Pour YouTube, il s’agit d’une stratégie délibérée: le sport doit faire partie intégrante de la culture des créateurs de contenu, où la frontière entre fans, créateurs et athlètes s’estompe. De grandes organisations telles que la Fédération internationale de football (Fifa) et le CIO y contribuent activement. C’est toutefois dans les sports de niche que cette évolution est la plus spectaculaire: alors que les médias traditionnels se concentrent sur les grandes compétitions, YouTube offre une tribune au skateboard, à l’escalade sportive et à l’e-sport. L’Esports World Cup en Arabie saoudite y a généré à elle seule entre dix et 20 millions de vues.
La percée belge
Les clubs et fédérations belges ont également embrassé cette transition numérique. Le club de football d’Anderlecht a été l’un des premiers à adopter YouTube en 2006, à peine un an après sa création. Aujourd’hui, presque tous les clubs de la Jupiler Pro League ont leur propre chaîne. La Fédération royale belge de football utilise YouTube depuis 2012 comme plateforme numérique pour ses fans, avec des moments forts et du contenu en coulisses, tandis que Basketball Belgium met en avant les Belgian Cats et les Belgian Lions depuis 2016. Cela s’inscrit dans la tendance mondiale: les organisations sportives ne considèrent plus YouTube comme une simple plateforme promotionnelle, mais comme un canal médiatique à part entière, avec son propre storytelling et une interaction directe avec les fans.

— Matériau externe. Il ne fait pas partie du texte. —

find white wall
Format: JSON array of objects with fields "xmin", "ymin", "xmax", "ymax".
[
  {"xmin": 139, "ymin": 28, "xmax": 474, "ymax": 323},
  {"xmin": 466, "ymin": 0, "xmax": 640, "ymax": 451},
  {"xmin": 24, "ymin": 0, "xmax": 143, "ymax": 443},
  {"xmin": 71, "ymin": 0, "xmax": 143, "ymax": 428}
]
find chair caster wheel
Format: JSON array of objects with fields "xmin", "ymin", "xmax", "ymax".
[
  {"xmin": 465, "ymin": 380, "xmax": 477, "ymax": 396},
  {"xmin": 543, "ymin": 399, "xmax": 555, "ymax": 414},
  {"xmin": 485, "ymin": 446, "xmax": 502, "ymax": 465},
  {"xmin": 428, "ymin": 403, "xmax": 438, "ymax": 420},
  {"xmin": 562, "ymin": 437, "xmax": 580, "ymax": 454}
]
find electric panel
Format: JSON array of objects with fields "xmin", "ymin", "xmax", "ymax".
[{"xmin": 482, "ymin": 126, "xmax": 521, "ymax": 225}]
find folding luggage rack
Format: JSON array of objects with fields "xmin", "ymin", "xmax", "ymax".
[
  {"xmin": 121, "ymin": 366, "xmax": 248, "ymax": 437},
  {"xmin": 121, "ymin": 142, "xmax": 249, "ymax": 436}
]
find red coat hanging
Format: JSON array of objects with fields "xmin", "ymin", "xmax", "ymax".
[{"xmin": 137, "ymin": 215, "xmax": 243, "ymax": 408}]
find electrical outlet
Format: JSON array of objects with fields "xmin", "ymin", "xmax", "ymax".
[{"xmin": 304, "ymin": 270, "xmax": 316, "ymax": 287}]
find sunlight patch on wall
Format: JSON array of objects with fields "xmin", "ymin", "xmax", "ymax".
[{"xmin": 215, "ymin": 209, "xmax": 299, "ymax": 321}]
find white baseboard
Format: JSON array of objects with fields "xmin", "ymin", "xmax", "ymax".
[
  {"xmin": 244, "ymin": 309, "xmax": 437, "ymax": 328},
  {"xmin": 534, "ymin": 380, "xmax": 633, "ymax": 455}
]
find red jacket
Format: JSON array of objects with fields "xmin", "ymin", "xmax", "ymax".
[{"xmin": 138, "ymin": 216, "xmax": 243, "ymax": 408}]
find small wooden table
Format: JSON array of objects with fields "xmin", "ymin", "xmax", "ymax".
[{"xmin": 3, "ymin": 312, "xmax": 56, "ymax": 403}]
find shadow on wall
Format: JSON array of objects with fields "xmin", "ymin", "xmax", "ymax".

Septante pour cent des 16-30 ans se sentent plus proches des influenceurs YouTube connus que des commentateurs ou journalistes de télévision classiques.
Des sportifs belges connus misent également sur cette tendance en créant leur propre chaîne YouTube. Jérémy Doku, Julie Vanloo, Thibau Nys et Remco Evenepoel y abordent leur quotidien. Les vidéos d’entraînement d’Evenepoel atteignent même un million de vues. Au niveau international, Cristiano Ronaldo vole la vedette à tout le monde. Lancée en 2024, sa chaîne UR Cristiano a atteint le million d’abonnés en une heure et demie: un record. Le succès de Ronaldo montre comment les athlètes deviennent eux-mêmes des stars des médias, partagent leur histoire directement avec leurs fans et contournent les médias traditionnels. Ils en retirent également de solides profits puisqu’avec désormais 77 millions d’abonnés et 112 vidéos, le Portugais génère des millions d’euros en revenus publicitaires.
Innovation technologique
L’avance de YouTube ne tient pas seulement à sa portée, mais aussi à son innovation technologique. Des fonctionnalités telles que l’autodubbing et Dream Track rendent le contenu sportif plus accessible. Dream Track génère automatiquement une musique qui correspond à l’ambiance d’une vidéo, tandis que l’autodubbing traduit les commentaires en temps réel dans des dizaines de langues.
Les outils d’analyse de YouTube fournissent également aux détenteurs de droits des informations détaillées sur les moments qui suscite le plus d’intérêt chez les spectateurs. YouTube optimise aussi son infrastructure pour la diffusion en direct, avec un délai minimal (faible latence) et une qualité 4K. Le streaming du match de la NFL à São Paulo l’a illustré: les spectateurs pouvaient passer d’un angle de caméra à l’autre et consulter les statistiques en direct, ce que la télévision traditionnelle offre rarement.
L’essor de la plateforme vidéo reflète des tendances culturelles et technologiques plus larges: l’accélération du haut débit, l’explosion des réseaux sociaux, l’émergence des influenceurs et l’érosion des modèles d’exclusivité. Alors que la télévision traditionnelle est confrontée à une baisse d’audience, YouTube grandit avec une génération qui est constamment en ligne.
L’ambition de YouTube est claire: devenir le plus grand distributeur sportif au monde d’ici à dix ans, une plateforme qui rassemble les matchs en direct, les résumés, les podcasts et le contenu des fans dans un écosystème intégré. Un objectif démesuré? La plateforme a toujours eu un appétit d’éléphant.